Investigação de Contatos na Tuberculose Pulmonar

SUS-BA - Sistema Único de Saúde da Bahia — Prova 2015

Enunciado

Homem, 34 anos de idade, boliviano, com três filhos menores de idade e esposa, também boliviana, morando todos no mesmo domicílio, um apartamento de quarto e sala, apresenta quadro de tosse produtiva há 6 semanas e é atendido na Unidade de Pronto Atendimento, UPA. O paciente se alimenta mal e não fuma, embora trabalhe cerca de 10 horas por dia em uma confecção de roupas com outros cinco conterrâneos, dos quais três são fumantes. A situação do paciente é irregular no Brasil, trabalhando em atividade informal, sem carteira assinada, razão pela qual não procurou atendimento médico antes. Um RX de tórax realizado na UPA mostra imagem de cavitação em ápice de pulmão esquerdo. Diante do exposto, identifique, nesse caso, para fins de Vigilância Epidemiológica, os considerados contactantes.

Alternativas

Pérola Clínica

Contato de TB = exposição em ambiente fechado, prolongado e com alta carga bacilar (cavitação).

Resumo-Chave

A investigação de contatos visa identificar infecção latente ou doença ativa em todos que compartilham o domicílio e o ambiente de trabalho insalubre com o caso índice.

Contexto Educacional

A tuberculose continua sendo um desafio de saúde pública, especialmente em populações vulneráveis e imigrantes em situações de precariedade laboral. A vigilância epidemiológica atua na quebra da cadeia de transmissão através da busca ativa. O caso ilustra a importância de considerar o ambiente de trabalho como local de risco, especialmente em setores como o têxtil, onde a ventilação costuma ser inadequada e a carga horária extensa. O manejo adequado envolve não apenas o tratamento do caso índice, mas a avaliação criteriosa de todos os contatos. A identificação da Infecção Latente por Tuberculose (ILTB) e o tratamento preventivo são pilares para a eliminação da doença, reduzindo a probabilidade de reativação futura. O médico deve estar atento às barreiras de acesso à saúde enfrentadas por pacientes em situação irregular, garantindo o sigilo e a continuidade do cuidado.

Perguntas Frequentes

Quem é considerado contato de um caso de tuberculose?

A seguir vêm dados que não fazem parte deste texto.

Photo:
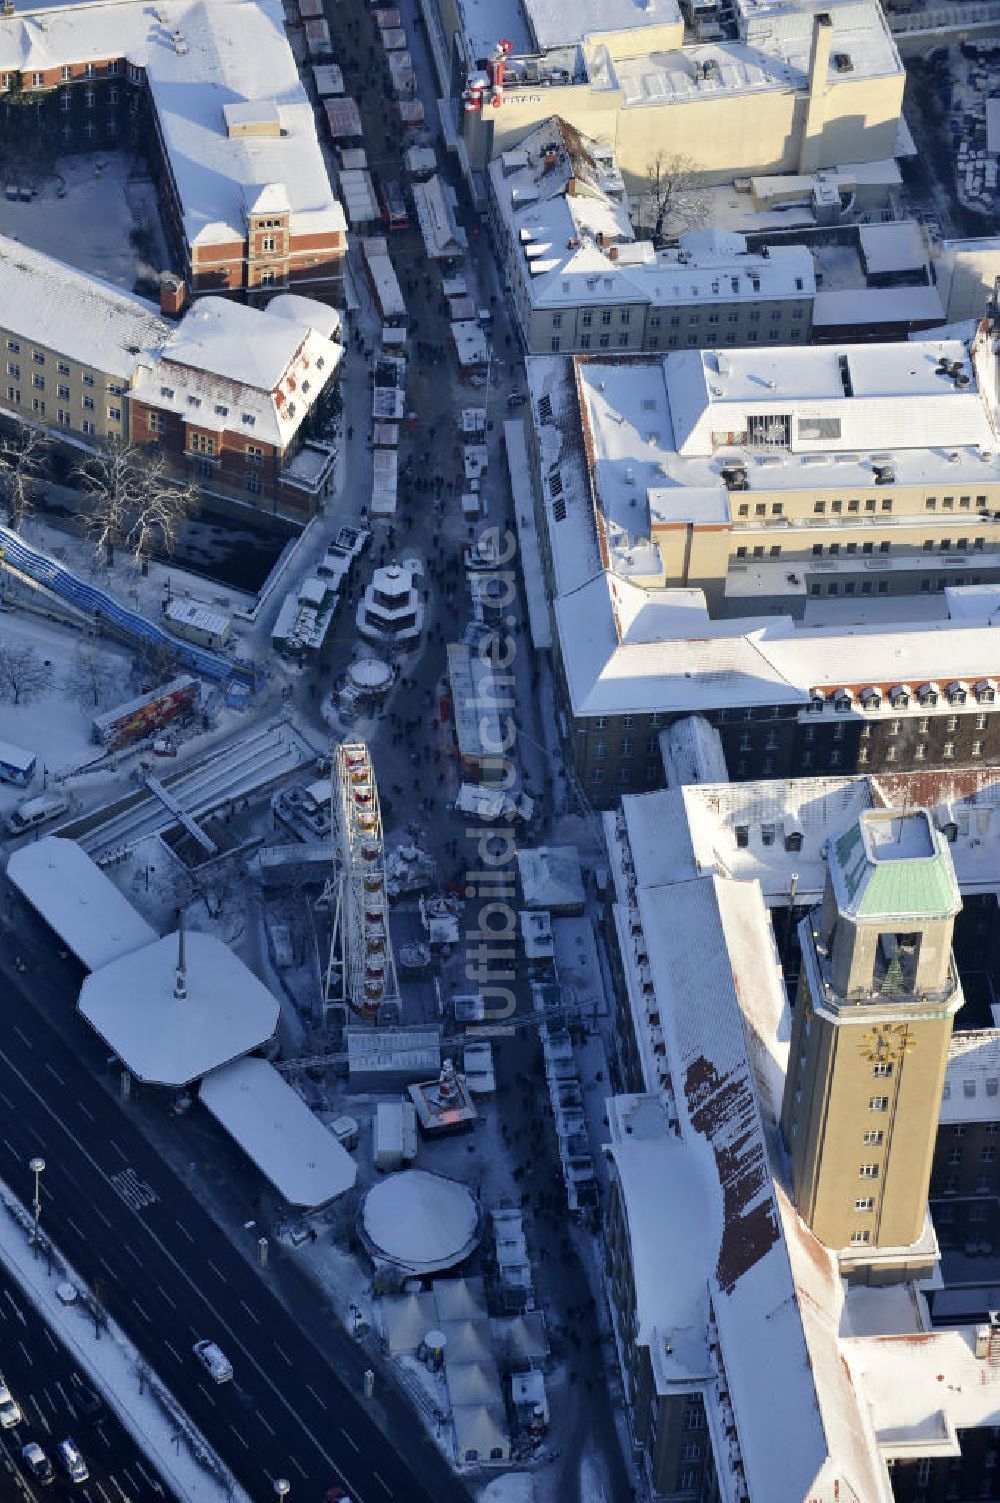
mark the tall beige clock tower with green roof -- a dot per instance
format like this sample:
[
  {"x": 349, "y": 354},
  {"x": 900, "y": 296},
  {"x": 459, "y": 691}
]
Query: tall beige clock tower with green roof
[{"x": 871, "y": 1032}]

É considerada contato toda pessoa que convive no mesmo ambiente que o caso de tuberculose (índice) no momento do diagnóstico. A prioridade de investigação é dada aos contatos domiciliares e àqueles com exposição prolongada (geralmente > 200 horas) em ambientes fechados, como locais de trabalho ou instituições. No caso clínico, tanto a esposa e os filhos quanto os cinco colegas de trabalho da confecção são considerados contatos devido à carga bacilar sugerida pela cavitação e ao tempo de exposição diária de 10 horas.

Como deve ser feita a triagem inicial dos contatos?

A triagem inicial deve focar na identificação de sintomas respiratórios (tosse, febre, sudorese noturna). Sintomáticos devem realizar baciloscopia ou Teste Rápido Molecular (TRM-TB) e radiografia de tórax imediatamente. Assintomáticos devem realizar a prova tuberculínica (PPD) ou o IGRA para avaliar a presença de Infecção Latente por Tuberculose (ILTB). Se o PPD for positivo e a radiografia de tórax normal, o tratamento da ILTB deve ser considerado conforme a idade e comorbidades.

Qual a relevância da cavitação no ápice pulmonar para a vigilância?

A presença de cavitação no RX de tórax é um marcador de alta carga bacilar e maior infectividade. Pacientes com formas cavitárias tendem a eliminar uma quantidade significativamente maior de bacilos de Koch (Mycobacterium tuberculosis) pela tosse, aumentando o risco de transmissão para os contatos. Isso torna a busca ativa e a investigação de todos os indivíduos expostos ainda mais urgente para interromper a cadeia de transmissão na comunidade.